While I have failed these cats, I also feel hopeful that we may finally have some light at the end of the tunnel. I know that someone out there will read this and will say “hey, that’s my cat!” too. Perhaps they’ll take their cat to the vet and discover there was more going on than imagined. Perhaps it will save a cat from being given up or let outside to fend for itself. I can only hope that baring my soul will help others, because I really hate myself right now.

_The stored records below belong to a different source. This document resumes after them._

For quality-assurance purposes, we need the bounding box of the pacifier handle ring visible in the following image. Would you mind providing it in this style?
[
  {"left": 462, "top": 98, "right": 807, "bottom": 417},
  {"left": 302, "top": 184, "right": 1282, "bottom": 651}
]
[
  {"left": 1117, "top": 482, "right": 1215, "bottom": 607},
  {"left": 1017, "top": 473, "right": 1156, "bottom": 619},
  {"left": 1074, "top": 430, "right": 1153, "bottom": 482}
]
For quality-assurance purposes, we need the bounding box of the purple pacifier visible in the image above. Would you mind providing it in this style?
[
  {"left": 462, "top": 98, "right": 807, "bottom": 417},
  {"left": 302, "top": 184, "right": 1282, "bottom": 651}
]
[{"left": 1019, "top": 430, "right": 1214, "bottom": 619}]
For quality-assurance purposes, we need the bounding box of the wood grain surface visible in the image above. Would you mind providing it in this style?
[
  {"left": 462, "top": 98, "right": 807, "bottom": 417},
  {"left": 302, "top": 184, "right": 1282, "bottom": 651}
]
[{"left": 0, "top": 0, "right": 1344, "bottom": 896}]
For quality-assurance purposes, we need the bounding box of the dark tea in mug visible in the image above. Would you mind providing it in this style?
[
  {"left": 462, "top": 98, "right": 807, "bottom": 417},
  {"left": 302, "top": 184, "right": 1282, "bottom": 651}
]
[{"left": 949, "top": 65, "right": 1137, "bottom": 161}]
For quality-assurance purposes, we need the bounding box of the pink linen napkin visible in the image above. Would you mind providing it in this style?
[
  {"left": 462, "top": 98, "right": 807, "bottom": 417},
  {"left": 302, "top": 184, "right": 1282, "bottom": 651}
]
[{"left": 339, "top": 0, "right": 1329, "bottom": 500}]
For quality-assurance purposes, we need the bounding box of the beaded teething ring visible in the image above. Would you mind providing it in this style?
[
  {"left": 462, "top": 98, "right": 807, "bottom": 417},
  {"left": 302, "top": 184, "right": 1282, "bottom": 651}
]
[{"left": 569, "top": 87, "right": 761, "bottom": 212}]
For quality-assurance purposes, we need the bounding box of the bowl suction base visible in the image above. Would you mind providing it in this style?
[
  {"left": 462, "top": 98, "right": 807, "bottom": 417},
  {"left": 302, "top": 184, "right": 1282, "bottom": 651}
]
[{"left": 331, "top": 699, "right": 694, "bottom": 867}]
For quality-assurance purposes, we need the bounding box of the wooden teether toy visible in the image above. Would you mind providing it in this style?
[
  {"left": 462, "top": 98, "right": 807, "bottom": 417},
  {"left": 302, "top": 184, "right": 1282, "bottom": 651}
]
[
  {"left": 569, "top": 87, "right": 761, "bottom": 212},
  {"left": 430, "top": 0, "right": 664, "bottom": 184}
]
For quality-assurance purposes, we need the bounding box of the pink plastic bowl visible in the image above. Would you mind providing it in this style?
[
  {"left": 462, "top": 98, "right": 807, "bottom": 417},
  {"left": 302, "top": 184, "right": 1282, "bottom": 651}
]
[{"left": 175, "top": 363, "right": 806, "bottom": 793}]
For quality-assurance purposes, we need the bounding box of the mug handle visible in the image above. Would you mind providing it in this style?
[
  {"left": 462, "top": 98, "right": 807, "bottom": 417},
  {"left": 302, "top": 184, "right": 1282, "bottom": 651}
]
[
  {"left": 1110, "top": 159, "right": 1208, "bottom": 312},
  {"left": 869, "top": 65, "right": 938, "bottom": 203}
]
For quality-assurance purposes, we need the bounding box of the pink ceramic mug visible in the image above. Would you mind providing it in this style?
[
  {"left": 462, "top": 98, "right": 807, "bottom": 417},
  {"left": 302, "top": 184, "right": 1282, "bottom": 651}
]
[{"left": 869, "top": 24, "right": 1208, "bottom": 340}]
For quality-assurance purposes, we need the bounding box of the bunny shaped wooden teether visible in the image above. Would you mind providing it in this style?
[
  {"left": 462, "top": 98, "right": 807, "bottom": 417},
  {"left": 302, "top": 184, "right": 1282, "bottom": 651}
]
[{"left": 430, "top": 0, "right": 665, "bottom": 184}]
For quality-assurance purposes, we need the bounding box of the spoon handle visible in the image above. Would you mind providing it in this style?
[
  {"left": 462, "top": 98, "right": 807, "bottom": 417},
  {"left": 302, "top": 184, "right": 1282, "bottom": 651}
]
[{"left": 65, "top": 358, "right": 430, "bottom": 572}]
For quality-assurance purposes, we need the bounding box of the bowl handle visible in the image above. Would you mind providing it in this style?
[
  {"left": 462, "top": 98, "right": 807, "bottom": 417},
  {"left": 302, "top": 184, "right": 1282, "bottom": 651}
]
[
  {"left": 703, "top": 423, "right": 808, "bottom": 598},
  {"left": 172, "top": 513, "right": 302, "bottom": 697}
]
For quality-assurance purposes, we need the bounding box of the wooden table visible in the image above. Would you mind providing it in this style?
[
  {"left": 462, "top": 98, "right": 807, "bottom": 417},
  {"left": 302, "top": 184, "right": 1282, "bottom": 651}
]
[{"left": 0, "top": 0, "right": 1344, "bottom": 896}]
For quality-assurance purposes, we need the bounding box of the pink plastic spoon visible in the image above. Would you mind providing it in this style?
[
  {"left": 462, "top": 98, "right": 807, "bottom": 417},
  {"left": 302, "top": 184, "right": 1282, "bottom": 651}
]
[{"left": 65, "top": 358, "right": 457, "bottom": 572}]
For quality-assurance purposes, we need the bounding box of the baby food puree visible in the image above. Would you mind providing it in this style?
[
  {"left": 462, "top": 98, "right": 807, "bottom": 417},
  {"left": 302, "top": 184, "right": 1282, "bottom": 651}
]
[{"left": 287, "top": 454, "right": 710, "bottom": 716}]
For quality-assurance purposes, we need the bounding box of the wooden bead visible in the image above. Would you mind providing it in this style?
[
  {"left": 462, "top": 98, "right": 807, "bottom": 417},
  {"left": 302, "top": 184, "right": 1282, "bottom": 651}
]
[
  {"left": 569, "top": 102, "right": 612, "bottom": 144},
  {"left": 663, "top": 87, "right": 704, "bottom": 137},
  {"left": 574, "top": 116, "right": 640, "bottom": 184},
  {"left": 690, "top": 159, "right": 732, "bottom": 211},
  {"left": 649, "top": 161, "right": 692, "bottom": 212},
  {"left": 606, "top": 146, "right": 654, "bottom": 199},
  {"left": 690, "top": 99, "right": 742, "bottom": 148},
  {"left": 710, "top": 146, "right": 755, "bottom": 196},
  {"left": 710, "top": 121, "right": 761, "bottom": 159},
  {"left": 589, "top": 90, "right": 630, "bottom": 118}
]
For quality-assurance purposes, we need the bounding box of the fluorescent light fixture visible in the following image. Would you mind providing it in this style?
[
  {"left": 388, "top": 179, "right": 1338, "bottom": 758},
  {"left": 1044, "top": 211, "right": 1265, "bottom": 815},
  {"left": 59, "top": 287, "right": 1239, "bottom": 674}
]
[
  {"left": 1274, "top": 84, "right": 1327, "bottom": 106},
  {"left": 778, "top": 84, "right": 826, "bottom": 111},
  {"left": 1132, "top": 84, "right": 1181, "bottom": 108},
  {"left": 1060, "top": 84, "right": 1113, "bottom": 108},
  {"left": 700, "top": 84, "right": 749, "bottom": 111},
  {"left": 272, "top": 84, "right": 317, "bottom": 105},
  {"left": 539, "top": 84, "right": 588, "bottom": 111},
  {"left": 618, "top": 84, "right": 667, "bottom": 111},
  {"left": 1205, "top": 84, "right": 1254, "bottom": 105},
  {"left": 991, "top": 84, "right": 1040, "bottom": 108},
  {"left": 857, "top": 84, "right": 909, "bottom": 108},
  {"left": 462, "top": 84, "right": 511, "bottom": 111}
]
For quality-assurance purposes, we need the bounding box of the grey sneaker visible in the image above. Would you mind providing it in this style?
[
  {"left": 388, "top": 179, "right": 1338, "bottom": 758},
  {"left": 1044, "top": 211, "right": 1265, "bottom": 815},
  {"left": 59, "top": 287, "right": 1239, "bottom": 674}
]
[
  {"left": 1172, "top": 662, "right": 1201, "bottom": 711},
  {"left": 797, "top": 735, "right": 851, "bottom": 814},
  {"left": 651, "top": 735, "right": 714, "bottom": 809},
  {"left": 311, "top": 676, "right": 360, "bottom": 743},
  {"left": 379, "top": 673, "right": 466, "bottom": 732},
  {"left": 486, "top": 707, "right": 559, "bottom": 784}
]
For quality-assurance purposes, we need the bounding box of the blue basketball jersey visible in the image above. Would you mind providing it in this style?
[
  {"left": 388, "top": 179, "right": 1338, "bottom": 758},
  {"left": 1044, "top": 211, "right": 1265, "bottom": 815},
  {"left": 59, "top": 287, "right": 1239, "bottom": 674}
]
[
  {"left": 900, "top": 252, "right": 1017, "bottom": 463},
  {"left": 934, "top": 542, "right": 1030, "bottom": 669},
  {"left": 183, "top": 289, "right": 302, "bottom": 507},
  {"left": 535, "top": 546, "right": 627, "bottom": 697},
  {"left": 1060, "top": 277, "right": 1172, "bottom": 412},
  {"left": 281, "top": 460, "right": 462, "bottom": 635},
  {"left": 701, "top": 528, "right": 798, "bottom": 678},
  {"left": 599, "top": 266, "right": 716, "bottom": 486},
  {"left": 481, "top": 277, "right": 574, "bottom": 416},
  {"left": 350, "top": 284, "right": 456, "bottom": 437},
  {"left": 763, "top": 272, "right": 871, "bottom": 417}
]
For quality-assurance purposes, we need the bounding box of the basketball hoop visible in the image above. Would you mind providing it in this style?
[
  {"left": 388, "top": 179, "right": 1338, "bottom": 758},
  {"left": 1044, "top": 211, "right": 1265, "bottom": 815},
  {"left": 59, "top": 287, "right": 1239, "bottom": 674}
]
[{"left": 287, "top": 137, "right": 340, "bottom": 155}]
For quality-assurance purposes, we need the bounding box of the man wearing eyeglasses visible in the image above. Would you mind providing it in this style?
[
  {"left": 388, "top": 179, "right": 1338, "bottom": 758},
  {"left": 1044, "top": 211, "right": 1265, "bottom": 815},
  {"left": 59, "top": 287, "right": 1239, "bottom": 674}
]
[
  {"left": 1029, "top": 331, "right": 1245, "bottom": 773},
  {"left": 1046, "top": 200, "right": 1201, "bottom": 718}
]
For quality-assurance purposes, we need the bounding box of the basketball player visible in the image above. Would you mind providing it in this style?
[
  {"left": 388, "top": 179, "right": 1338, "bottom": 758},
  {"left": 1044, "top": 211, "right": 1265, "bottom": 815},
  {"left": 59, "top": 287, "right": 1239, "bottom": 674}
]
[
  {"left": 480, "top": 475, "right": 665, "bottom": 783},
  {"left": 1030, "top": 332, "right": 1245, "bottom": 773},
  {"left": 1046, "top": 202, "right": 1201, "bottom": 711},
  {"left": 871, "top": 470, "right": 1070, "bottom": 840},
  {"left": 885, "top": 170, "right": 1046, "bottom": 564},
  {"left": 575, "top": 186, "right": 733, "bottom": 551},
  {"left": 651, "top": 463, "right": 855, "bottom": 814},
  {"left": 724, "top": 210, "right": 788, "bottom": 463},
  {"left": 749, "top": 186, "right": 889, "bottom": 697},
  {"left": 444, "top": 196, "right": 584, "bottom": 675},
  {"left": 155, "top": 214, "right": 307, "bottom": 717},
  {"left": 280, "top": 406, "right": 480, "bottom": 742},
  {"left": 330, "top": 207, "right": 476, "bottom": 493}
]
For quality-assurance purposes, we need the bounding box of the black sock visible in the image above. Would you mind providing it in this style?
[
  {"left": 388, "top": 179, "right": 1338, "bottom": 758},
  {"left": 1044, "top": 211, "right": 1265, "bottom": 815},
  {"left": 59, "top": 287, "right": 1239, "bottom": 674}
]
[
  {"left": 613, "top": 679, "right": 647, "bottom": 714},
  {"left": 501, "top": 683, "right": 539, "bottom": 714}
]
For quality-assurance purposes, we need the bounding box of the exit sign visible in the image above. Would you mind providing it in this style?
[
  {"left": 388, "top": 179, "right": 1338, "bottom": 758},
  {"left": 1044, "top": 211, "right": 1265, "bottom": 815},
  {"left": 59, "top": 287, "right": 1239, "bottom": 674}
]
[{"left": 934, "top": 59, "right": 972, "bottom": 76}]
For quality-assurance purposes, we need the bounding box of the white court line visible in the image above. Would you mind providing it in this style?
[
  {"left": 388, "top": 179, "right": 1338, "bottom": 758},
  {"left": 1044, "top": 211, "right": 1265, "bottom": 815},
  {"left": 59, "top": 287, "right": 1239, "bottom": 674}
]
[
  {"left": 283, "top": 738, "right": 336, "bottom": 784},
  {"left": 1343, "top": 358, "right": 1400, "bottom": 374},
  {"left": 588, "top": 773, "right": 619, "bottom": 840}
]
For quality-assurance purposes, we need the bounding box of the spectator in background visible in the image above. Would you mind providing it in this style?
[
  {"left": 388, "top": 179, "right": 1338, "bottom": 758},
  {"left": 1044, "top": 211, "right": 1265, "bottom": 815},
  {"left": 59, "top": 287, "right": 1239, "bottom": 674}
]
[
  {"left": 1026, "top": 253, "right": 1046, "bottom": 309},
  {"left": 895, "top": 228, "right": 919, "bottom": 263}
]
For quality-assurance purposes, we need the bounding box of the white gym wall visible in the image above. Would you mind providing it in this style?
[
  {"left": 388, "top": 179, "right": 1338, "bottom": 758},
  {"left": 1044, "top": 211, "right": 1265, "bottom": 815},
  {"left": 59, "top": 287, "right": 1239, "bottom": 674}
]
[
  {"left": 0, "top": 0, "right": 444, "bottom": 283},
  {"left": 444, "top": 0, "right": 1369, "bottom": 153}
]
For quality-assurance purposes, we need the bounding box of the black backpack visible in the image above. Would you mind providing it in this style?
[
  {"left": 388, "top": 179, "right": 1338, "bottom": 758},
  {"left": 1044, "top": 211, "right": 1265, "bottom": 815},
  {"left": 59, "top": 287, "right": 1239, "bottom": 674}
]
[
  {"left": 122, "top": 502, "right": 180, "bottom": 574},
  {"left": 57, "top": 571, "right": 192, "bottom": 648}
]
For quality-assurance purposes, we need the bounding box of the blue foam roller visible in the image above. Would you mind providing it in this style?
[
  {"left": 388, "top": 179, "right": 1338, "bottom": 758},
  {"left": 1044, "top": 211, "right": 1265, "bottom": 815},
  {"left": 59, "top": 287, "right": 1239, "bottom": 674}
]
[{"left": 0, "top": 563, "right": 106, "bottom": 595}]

So, to all of you who feel like they’re suffering with inappropriate elimination problems with their own cats, don’t make the same mistake I did. Even if you already took your cat to the vet and they found nothing, KEEP SEARCHING if you can't solve the problem. Do research online, talk to your friends who have cats, try to see the world through your cat's eyes and if you feel they are subjected to a lot of stress, there's a big clue to how to help them feel better.

Get your cat vetted again, if needed, or get a second opinion. Yes, it may be costly, but this is YOUR cat, YOUR responsibility. Your cat may be in a lot of pain and I can promise that your cat is not trying to get revenge or ruin your life. They’re not “BAD” cats. They’re communicating in the only language they know and it’s up to us to be better at translating their message.

I’m so sorry, Petunia, but I will make it right. I promise.

Your surgery is tomorrow.

2013 Sweet Petunia R Olson 475
©2013 Robin AF Olson. Petunia suffered in silence for a long time, but I truly think I've learned an important lesson.